International Trade Is a Critical Part of America’s Economic Strength: Forfeiting Exports Only Benefits Our Competitors

Posted by on Jun 26th, 2019 and filed under Congress, Defense, Economy, Legal, Politics. You can follow any responses to this entry through the RSS 2.0. You can skip to the end and leave a response. Pinging is currently not allowed.

by George Landrith

International trade is a critical growth engine for the nation’s economic strength and prosperity.  Today, we’re at several crossroads with many of our largest trading partners to ensure the U.S. is not unfairly disadvantaged in the global marketplace.  As the Administration confronts these issues — including at a highly anticipated meeting between President Trump and China’s President Xi at the G-20 Summit this weekend – it’s vital for Congress to avoid shortsighted new policies that would undercut the very kinds of market access the U.S. is seeking to secure in these negotiations.

Unfortunately, that’s exactly what a proposal included in a bill to reauthorize the U.S. Export-Import Bank (Ex-Im) would do. Passing limits on the Ex-Im Bank that would limit American exports to China is what President Xi is lobbying for and exactly what Americans have been fighting against. Why Members of Congress would side with Chinese interests is hard to explain!

Ex-Im Bank, which provides financing and insurance to U.S. manufacturers and their foreign buyers that are paid for at market rates, is a critical tool that levels the playing field for American businesses while making a profit for the U.S. taxpayer. Other nations often give direct subsidies and government provided financing. We don’t do that. But with the Ex-Im Bank we try to give our businesses that export goods and services the ability to offer reasonable financing to their buyers if there are not other options.

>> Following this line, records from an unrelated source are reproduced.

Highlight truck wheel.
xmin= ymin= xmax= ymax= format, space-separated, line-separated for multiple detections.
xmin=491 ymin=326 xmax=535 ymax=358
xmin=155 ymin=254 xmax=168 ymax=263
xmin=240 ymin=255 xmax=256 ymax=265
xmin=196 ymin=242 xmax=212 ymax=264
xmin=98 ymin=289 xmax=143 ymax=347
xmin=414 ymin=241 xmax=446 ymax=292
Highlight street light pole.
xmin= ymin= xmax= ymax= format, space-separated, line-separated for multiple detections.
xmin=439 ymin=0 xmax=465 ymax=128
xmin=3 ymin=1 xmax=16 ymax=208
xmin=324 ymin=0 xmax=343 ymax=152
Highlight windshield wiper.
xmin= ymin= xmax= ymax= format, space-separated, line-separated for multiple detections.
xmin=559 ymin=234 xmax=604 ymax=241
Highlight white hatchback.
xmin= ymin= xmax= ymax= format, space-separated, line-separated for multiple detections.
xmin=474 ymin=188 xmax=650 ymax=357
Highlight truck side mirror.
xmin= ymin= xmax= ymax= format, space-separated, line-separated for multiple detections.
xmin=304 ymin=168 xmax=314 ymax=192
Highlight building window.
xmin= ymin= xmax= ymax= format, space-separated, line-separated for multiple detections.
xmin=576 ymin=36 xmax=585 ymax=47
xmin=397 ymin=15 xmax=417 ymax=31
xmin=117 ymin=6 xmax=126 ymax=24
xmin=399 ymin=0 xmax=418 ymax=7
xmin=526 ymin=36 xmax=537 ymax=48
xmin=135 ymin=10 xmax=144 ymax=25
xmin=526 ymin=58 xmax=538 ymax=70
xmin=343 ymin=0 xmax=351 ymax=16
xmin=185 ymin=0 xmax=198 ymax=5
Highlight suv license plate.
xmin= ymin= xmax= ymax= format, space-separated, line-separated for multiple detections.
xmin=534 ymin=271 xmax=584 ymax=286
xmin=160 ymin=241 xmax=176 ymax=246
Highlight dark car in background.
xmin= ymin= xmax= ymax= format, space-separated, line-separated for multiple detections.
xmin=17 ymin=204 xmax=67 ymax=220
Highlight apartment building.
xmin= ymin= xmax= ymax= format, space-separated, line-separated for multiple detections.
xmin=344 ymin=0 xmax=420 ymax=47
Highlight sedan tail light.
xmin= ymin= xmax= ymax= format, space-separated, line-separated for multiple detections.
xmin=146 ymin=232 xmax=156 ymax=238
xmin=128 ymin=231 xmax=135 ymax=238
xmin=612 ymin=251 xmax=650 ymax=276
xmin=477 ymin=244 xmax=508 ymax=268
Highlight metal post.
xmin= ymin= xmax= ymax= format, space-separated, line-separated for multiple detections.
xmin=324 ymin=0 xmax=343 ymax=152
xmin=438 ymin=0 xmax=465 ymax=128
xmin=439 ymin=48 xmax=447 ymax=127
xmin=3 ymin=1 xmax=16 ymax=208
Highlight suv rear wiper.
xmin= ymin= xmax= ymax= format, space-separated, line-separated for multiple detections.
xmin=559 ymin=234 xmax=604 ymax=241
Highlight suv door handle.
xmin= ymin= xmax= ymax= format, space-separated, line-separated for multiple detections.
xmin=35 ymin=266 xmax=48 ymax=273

While the Bank’s periodic authorization has historically been a bipartisan matter, it’s faced recent contention in Congress from conservatives who argue the federal government should not be involved in U.S. export sales. However, as I have argued before, in a world where our competitors in China, Russia, Brazil, France and most of Europe and South Africa continue to utilize their own versions of Ex-Im Bank and provide direct subsidies to reap the economic benefits of increased exports — for Americans to hamper our own Ex-Im Bank, only hurts U.S. companies and benefits of our competitors.

Unilateral disarmament won’t make the world safer from war.  Likewise, unilateral trade disarmament won’t make the US more competitive or prosperous. In fact, all it will do is surrender business opportunities and jobs to our foreign competitors.

Unfortunately, a new provision tucked into a reauthorization bill that the House Financial Services Committee is scheduled to consider this week would restrict Ex-Im financing for transactions involving any Chinese state-owned entity with more than 25 percent Chinese ownership. This may sound tough against China, but it actually precisely aligned with China’s trade policies which exclude America from their markets. Simply stated, this provision would not only cut off the ability of American companies to export to China, but also to other countries and buyers where the Chinese are also engaged in the transactions.

America’s workers do not favor this proposed policy because it means exporting their jobs to our competitors. I can also guarantee you that China’s totalitarian government is hoping this proposals passes. They would love for us to take ourselves out of international competition. And China won’t be the only nation rooting for this misguided policy.  Every competitor we have in the international marketplace will benefit from our unilateral economic disarmament.

Not only is this provision completely counterproductive to the President’s goal of reducing the U.S. trade deficit with China, it undermines the national economic benefits that come from growing U.S. exports all around the globe.  Worse yet, this provision would single out the United States as the only country in the world imposing huge limits on doing business with state-owned and state-controlled enterprises through export credit agencies.  This does nothing to advance American security or jobs. But it gives foreign competitors a huge upper hand over American companies — with the American economy and the American worker paying the price.

The undertaking of a long-term reauthorization bill is an admirable endeavor, especially in a way that attempts to avoid the brinksmanship of past reauthorizations that have threatened the Bank’s very existence and undercut certainty for American workers trying to compete overseas.  For these reasons, it’s hard to imagine any member of Congress could stand behind a provision that would forfeit U.S. exports — and the manufacturing jobs that come with those exports — to our competitors around the world.

This is exactly the type of economic unilateral disarmament that American workers hope to avoid in this year’s timely reauthorization bill, and is the opposite of what the President is fighting for with our major trading partners around the world.